Kahn Jessica A, Lan Dongmei, Kahn Robert S
Division of Adolescent Medicine, Center for Epidemiology and Biostatistics, Cincinnati Children's Hospital Medical Center, Cincinnati, Ohio 45229, USA.
Obstet Gynecol. 2007 Jul;110(1):87-95. doi: 10.1097/01.AOG.0000266984.23445.9c.
To determine the prevalence of high-risk (cancer-associated) human papillomavirus (HPV) infection in U.S. women, identify sociodemographic factors associated with infection, and explore the implications for prevention of HPV-related disease in the vaccination era.
Women aged 14-59 years (n=1,921) participating in the 2003-2004 National Health and Nutrition Examination Survey provided a vaginal swab which was evaluated for 37 HPV types. We determined which sociodemographic characteristics were associated with high-risk HPV, using logistic regression models.
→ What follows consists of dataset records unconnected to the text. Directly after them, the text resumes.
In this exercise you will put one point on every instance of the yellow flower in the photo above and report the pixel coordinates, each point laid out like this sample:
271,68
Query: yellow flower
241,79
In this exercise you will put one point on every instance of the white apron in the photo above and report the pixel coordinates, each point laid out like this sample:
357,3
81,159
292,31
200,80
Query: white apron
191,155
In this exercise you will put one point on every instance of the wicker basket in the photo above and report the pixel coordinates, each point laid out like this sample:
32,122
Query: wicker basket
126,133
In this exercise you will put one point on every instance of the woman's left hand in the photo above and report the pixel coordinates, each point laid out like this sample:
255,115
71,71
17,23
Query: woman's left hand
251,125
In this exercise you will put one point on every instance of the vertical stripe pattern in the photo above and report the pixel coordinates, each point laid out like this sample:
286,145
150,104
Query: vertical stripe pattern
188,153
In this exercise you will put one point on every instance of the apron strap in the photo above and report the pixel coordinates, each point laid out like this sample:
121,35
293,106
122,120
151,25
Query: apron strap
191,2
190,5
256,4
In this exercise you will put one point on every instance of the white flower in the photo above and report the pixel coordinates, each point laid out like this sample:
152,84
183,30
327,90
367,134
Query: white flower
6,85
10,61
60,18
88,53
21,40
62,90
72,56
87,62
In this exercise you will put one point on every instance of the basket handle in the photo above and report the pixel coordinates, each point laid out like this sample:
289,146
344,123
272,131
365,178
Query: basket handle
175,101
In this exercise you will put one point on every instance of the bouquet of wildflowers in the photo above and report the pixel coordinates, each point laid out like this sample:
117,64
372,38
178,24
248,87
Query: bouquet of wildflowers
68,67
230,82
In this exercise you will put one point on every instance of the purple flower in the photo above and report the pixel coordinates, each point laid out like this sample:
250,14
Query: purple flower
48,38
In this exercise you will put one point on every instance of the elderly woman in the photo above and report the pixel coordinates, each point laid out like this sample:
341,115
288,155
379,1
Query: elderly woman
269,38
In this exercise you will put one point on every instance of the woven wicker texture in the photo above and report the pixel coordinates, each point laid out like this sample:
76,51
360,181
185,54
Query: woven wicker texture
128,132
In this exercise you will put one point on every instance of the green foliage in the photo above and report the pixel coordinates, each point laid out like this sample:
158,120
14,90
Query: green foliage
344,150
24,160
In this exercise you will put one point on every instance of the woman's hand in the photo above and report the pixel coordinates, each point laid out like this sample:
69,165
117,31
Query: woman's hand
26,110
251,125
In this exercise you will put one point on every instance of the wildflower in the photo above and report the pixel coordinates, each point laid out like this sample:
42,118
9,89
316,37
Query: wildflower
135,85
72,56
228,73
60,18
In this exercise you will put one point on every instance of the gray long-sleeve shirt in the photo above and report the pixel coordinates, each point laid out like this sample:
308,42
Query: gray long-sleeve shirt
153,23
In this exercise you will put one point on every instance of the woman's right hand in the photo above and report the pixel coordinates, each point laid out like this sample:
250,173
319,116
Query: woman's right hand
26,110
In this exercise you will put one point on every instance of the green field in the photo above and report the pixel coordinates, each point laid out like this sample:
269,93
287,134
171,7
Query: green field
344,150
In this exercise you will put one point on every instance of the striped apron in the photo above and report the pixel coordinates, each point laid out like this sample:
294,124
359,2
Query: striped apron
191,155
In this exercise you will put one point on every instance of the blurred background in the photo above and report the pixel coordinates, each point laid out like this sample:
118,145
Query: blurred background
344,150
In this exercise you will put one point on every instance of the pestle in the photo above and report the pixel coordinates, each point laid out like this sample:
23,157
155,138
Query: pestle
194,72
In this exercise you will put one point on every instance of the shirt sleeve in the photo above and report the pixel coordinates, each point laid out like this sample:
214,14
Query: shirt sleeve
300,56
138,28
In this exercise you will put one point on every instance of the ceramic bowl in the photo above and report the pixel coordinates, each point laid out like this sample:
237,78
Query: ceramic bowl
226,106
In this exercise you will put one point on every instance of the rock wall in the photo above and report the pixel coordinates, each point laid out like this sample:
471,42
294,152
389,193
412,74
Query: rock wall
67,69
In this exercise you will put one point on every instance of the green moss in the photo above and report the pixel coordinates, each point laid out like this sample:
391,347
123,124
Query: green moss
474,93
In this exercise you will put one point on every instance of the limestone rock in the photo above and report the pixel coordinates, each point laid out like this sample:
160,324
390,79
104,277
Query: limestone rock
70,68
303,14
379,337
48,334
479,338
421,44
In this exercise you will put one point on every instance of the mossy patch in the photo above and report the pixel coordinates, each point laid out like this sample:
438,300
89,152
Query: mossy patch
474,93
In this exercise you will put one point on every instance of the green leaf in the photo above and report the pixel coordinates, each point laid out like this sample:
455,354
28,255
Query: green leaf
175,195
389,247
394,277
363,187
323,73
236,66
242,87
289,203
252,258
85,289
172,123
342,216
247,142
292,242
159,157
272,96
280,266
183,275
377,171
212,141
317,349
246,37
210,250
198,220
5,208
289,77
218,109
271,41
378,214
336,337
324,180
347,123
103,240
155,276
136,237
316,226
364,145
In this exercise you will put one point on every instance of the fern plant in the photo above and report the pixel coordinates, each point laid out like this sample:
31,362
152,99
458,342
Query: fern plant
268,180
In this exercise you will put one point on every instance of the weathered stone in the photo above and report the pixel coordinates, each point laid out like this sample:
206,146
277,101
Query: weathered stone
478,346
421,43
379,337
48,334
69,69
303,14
High-risk HPV infection was present in 15.6% (95% confidence interval [CI] 12.6-18.6%) of participants, corresponding to a population prevalence of 12,028,293 U.S. women. Women living below the poverty line, compared with those living three or more times above it, were more likely to be positive for high-risk HPV (23% versus 12%, P = .03). Among participants living below the poverty line, only Mexican-American ethnicity (odds ratio [OR] 0.4, 95% CI 0.2-0.9) and unmarried status (OR 3.3, 95% CI 1.2-8.9) were associated with HPV prevalence. In contrast, several factors were associated with HPV among participants living above the poverty line, including black race (OR 1.4, 95% CI 1.0-2.0), income (OR 0.92, 95% CI 0.84-0.99), unmarried status (OR 2.0, 95% CI 1.3-3.0), and age (OR for 22-25 year olds 2.4, 95% CI 1.4-4.0).
High-risk HPV infection is common in U.S. women, particularly in poor women. Cervical cancer prevention efforts in the vaccination era must ensure that all low-income women have access to preventive services including education, Pap test screening, and HPV vaccines. Otherwise, existing disparities in cervical cancer could worsen.
确定美国女性中高危(与癌症相关)人乳头瘤病毒(HPV)感染的患病率,识别与感染相关的社会人口学因素,并探讨在疫苗接种时代预防HPV相关疾病的意义。
参与2003 - 2004年国家健康与营养检查调查的14至59岁女性(n = 1921)提供了阴道拭子,对37种HPV类型进行了评估。我们使用逻辑回归模型确定哪些社会人口学特征与高危HPV相关。
15.6%(95%置信区间[CI] 12.6 - 18.6%)的参与者存在高危HPV感染,相当于美国有12,028,293名女性感染。生活在贫困线以下的女性与生活在贫困线三倍及以上的女性相比,高危HPV检测呈阳性的可能性更高(23%对12%,P = 0.03)。在生活在贫困线以下的参与者中,只有墨西哥裔美国人种族(优势比[OR] 0.4,95% CI 0.2 - 0.9)和未婚状态(OR 3.3,95% CI 1.2 - 8.9)与HPV患病率相关。相比之下,在生活在贫困线以上的参与者中,有几个因素与HPV相关,包括黑人种族(OR 1.4,95% CI 1.0 - 2.0)、收入(OR 0.92,95% CI 0.84 - 0.99)、未婚状态(OR 2.0,95% CI 1.3 - 3.0)和年龄(22 - 25岁人群的OR为2.4,95% CI 1.4 - 4.0)。
高危HPV感染在美国女性中很常见,尤其是贫困女性。在疫苗接种时代,宫颈癌预防工作必须确保所有低收入女性都能获得包括教育、巴氏试验筛查和HPV疫苗在内的预防服务。否则,现有的宫颈癌差异可能会加剧。